Reliance Industries, India’s second biggest company by sales, on Friday said its first quarter consolidated net profit rose 4.4% due to a strong growth in its gross refining margins (GRM), which is the difference between the price of crude oil and the price of the petroleum products produced by its refinery.
The company expects the margins to remain strong as demand will continue to rise and low crude prices would imply that energy costs will be low.
The Mumbai-based company chaired by billionaire Mukesh Ambani posted net profit of Rs 6,222 crore in the April-June quarter, compared to Rs 5,957 crore it had earned in the same period last year.
However revenue decreased by 23% to Rs 83,064 crore, from Rs 107,905 crore last year, due to lower crude oil prices.
On a stand-alone basis, Reliance Industries’s net profit increased by 11.8% to Rs 6,318 crore, while revenue decreased by 28.1% to Rs 71,412 crore.
While the results were announced after market hours, shares of Reliance Industries ended down 1.9% at Rs 1,025.05 on the BSE, in line with the broader index fall of 0.9%.
The Reliance stock had witnessed a sharp rise of 4% on July 22, on expectations that the company’s profits would rise 9-10% on estimates put out by brokerages.
Reliance Industries’s gross refining margins (GRM) for the first quarter stood at a six-year high of $10.4 a barrel, as against $8.7 in the same quarter last year.
“Our financial performance reflects the benefits of integrated hydrocarbon chain activities in a benign oil price environment,” said Mr Ambani. “The sharp increase in demand for transportation fuels helped us realize strong refining margins. Oil product demand globally is estimated to have grown at about 1.6 million barrels of oil a day, resulting in high refinery runs across all regions,” he added.
The fall in Reliance’s revenue was led by the 43.5% year-on-year decline in benchmark (Brent) oil price. Also, exports from Reliance’s Indian operations were lower by 44.9% at Rs 36,717 crore, as against Rs 66,600 crore last year, due to lower product prices in line with lower crude oil prices.

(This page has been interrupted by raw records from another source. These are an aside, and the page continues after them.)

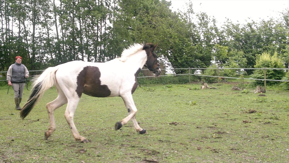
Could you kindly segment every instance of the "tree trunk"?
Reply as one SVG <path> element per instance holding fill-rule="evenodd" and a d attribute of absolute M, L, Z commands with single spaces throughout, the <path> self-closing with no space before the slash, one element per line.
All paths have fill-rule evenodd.
<path fill-rule="evenodd" d="M 59 41 L 59 36 L 58 34 L 58 28 L 57 27 L 57 19 L 56 17 L 56 7 L 55 7 L 55 0 L 53 0 L 53 12 L 54 14 L 54 22 L 55 24 L 55 29 L 56 30 L 56 38 L 57 40 L 57 43 L 56 45 L 58 57 L 57 57 L 58 63 L 60 63 L 61 60 L 61 54 L 60 52 L 60 42 Z"/>
<path fill-rule="evenodd" d="M 31 68 L 32 70 L 34 70 L 35 66 L 35 26 L 36 25 L 36 0 L 34 0 L 33 1 L 33 8 L 32 10 L 32 56 L 31 57 Z"/>

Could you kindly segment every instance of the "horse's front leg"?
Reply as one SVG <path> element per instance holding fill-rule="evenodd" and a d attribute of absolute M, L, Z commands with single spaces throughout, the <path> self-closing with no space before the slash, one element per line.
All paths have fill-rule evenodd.
<path fill-rule="evenodd" d="M 128 116 L 116 124 L 114 128 L 116 130 L 119 129 L 127 123 L 131 119 L 134 124 L 134 127 L 136 131 L 140 133 L 143 134 L 146 133 L 146 130 L 141 128 L 136 119 L 135 115 L 137 112 L 137 109 L 134 104 L 132 96 L 131 93 L 128 93 L 125 95 L 121 95 L 124 102 L 125 107 L 127 109 L 129 115 Z"/>
<path fill-rule="evenodd" d="M 88 142 L 86 138 L 79 135 L 78 131 L 76 129 L 76 127 L 74 124 L 73 122 L 73 116 L 74 115 L 74 112 L 76 109 L 76 107 L 79 101 L 79 98 L 74 98 L 68 100 L 67 106 L 66 107 L 66 110 L 64 114 L 64 116 L 65 117 L 66 121 L 69 125 L 72 135 L 76 140 L 79 140 L 81 143 L 87 143 Z"/>

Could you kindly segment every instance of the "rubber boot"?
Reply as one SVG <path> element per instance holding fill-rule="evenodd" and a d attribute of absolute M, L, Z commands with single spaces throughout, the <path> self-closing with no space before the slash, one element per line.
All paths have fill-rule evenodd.
<path fill-rule="evenodd" d="M 16 106 L 15 108 L 18 111 L 20 111 L 21 110 L 21 108 L 20 107 L 19 105 L 19 97 L 15 97 L 14 98 L 14 102 L 15 102 L 15 104 Z"/>

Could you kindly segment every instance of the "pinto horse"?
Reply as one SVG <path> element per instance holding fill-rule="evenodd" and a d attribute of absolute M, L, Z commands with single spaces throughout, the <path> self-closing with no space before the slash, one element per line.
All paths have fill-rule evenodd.
<path fill-rule="evenodd" d="M 155 76 L 161 73 L 157 56 L 154 51 L 157 44 L 134 44 L 125 49 L 121 57 L 104 63 L 75 61 L 47 69 L 34 79 L 31 94 L 21 110 L 24 119 L 40 99 L 45 91 L 53 86 L 57 90 L 56 99 L 46 104 L 50 126 L 45 133 L 46 139 L 55 130 L 54 112 L 56 109 L 67 104 L 64 115 L 76 140 L 88 141 L 79 135 L 73 122 L 73 115 L 83 93 L 97 97 L 120 96 L 124 102 L 129 115 L 117 122 L 116 130 L 131 119 L 135 130 L 146 133 L 138 124 L 135 115 L 137 110 L 132 94 L 138 86 L 137 77 L 144 66 Z"/>

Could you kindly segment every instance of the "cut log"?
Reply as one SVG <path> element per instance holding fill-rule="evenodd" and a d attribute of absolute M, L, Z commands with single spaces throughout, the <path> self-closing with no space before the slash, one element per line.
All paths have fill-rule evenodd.
<path fill-rule="evenodd" d="M 237 86 L 233 86 L 231 90 L 243 90 Z"/>
<path fill-rule="evenodd" d="M 255 91 L 254 93 L 266 93 L 266 90 L 265 89 L 265 87 L 260 86 L 257 86 L 257 87 L 256 88 L 256 91 Z"/>
<path fill-rule="evenodd" d="M 216 87 L 210 87 L 208 85 L 208 84 L 205 83 L 204 83 L 203 86 L 201 86 L 201 89 L 205 89 L 206 88 L 208 88 L 209 89 L 217 89 L 217 88 Z M 203 88 L 203 87 L 204 88 Z"/>

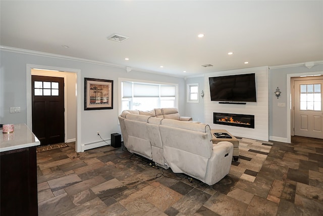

Crude prices have been falling since last year due to higher production by Opec (Organisation of Petroleum Exporting Countries) and the switch to shale gas by large economies like the US, which have led to a surplus in oil reserves. Brent crude, the global benchmark grade, is currently at about $56.51 a barrel on the London-based ICE Futures Europe exchange, a far cry from the over $100 it used to quote last year.
"If you see GRMs across the globe, everywhere refining margins are up. Globally demand has been up in the first half of 2015. The demand for oil is 1.6 million barrels per day. In whole of 2014 that was about 700,000 per day. So, low oil prices has resulted in stronger growth. Low oil prices also means your energy costs are lower…so environment was very constructive for refining,” joint CFO V Srikanth told reporters at a post results conference.
“The expectation is that even in 2016 the demand environment is going to be good. Broadly, the demand supply mismatch remains constructive towards relatively more demand than new supply. So environment is good,” he added. Reliance will take its total retail fuel outlets to 1,500 this fiscal end, from the current 440 operational outlets.
The management views were echoed by analysts. “The GRM is significantly higher than our expectations of around $9.4. So, it is a strong beat for us,” said Prayesh Jain, oil and gas analyst at IIFL.
“We continue to remain bullish as earnings upsides from new projects slated to commence operations in FY17 are yet not factored in. Retail business will see continued improvement both in revenues and EBIT margins.”
While the core businesses of refining and petrochemicals contribute the maximum to Reliance’s profits, the company has been investing heavily into other businesses such as retail and telecom.
Mr Ambani recently said the group will invest Rs 2.5 lakh crore in projects related to Digital India. Reliance will set up a network of 1.5 lakh retailers who will sell and service mobile phones and other smart devices. Most of the investments will be under Reliance Jio, a subsidiary.